The developer of the project is the North Flint Reinvestment Corporation (NFRC), a nonprofit led by Dr. Reginald Flynn, that started working on this project in 2016, on the heels of the Flint water crisis and the closure of a grocery store in the neighborhood in 2014. NFRC has received broad support of investment partners in the public, non-profit and private sectors in bringing this project to fruition. The work has been informed by a report commissioned by the Flint and Genesee Chamber of Commerce (now the Flint & Genesee Group), with the support of MSF funding, to study the best method to improve access to full-service grocery stores on the north end of Flint. Retail market and grocery store industry expert, Streetsense, determined that in Flint’s north end there was market demand significant enough to create two new smaller-scale grocery stores, while upgrading and sustaining existing solvent grocery stores operating in the north Flint market.

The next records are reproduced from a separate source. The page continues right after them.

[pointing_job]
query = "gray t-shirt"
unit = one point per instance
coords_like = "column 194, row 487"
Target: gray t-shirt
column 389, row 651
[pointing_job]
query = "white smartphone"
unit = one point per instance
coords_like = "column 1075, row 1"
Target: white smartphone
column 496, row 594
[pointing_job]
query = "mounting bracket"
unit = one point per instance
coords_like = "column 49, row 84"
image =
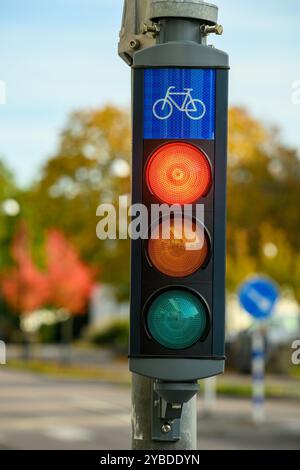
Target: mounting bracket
column 168, row 400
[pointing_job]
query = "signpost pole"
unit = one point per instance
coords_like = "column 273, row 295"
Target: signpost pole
column 258, row 296
column 258, row 374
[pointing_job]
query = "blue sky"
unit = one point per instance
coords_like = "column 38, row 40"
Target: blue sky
column 60, row 55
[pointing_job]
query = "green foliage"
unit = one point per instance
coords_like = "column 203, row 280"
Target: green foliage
column 84, row 173
column 114, row 334
column 263, row 209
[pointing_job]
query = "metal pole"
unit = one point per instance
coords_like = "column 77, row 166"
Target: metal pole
column 141, row 420
column 258, row 375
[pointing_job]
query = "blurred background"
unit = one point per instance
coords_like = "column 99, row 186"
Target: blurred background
column 65, row 143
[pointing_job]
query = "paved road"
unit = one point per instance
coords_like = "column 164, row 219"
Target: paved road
column 43, row 413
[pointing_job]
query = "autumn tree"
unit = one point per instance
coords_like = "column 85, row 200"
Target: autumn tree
column 91, row 166
column 70, row 281
column 263, row 212
column 24, row 287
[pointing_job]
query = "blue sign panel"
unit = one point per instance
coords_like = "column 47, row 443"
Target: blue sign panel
column 258, row 297
column 179, row 103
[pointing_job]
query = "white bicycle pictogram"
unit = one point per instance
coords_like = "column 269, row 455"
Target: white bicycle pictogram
column 194, row 108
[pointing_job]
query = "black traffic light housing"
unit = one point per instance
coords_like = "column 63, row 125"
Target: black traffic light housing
column 206, row 357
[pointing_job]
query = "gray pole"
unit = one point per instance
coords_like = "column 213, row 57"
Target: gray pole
column 141, row 420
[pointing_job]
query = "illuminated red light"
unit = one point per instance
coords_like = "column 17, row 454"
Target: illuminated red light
column 178, row 173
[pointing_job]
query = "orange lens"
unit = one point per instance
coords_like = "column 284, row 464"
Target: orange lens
column 178, row 173
column 184, row 253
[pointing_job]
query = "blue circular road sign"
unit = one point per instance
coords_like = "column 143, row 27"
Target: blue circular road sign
column 258, row 297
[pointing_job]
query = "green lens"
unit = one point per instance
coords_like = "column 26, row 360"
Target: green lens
column 177, row 319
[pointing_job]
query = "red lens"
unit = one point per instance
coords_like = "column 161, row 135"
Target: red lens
column 178, row 173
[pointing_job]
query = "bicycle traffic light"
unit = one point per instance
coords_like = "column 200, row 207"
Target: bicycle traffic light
column 180, row 107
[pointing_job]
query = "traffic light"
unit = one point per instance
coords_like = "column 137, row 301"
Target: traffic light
column 180, row 107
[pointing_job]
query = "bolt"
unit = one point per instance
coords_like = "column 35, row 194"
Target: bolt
column 166, row 428
column 154, row 29
column 216, row 29
column 134, row 44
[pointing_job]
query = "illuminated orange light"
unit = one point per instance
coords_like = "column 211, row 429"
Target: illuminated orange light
column 178, row 173
column 178, row 257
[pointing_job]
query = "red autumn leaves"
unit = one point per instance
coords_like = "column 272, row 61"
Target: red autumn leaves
column 65, row 283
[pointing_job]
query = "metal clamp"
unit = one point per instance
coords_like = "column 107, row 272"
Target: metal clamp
column 168, row 400
column 215, row 29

“This project is a direct response to the Flint water crisis and the subsequent departure of major grocery retailers in the Pierson Road corridor. The store closures adversely impacted low-income, African-American families in north Flint. The USDA has designated this corridor a food desert. However, this area more aptly is experiencing food apartheid with minimal access to healthy, affordable food,” Flynn said. “These are concrete reasons why North Flint Reinvestment mobilized residents, city, state and federal agencies, the philanthropic community, local corporations and micro-businesses, and the faith community to finance the North Flint Food Market. I am particularly thankful to MEDC and our other funding partners for investing much-needed resources in an area that has historically experienced disinvestment. We are confident this will lead to further development in the corridor.”
“We are excited to see this co-op grocery store finally come to life so that we can ensure residents of North Flint have access to fresh and healthy foods,” said Geri Clark, President of the North Flint Neighborhood Action Council (NFNAC). “With community members as owners of the grocery store, we can assure that dollars spent in our community will stay here in our community.”
“The North Flint Food Market will serve an important role in expanding access to fresh, healthy foods in the north Flint community,” said Tim Herman, CEO of Flint & Genesee Group. “Pastor Flynn stayed focused on his vision and brought many partners together to make this much-needed grocery store a reality. We were glad to support him in this effort and wish him much success.”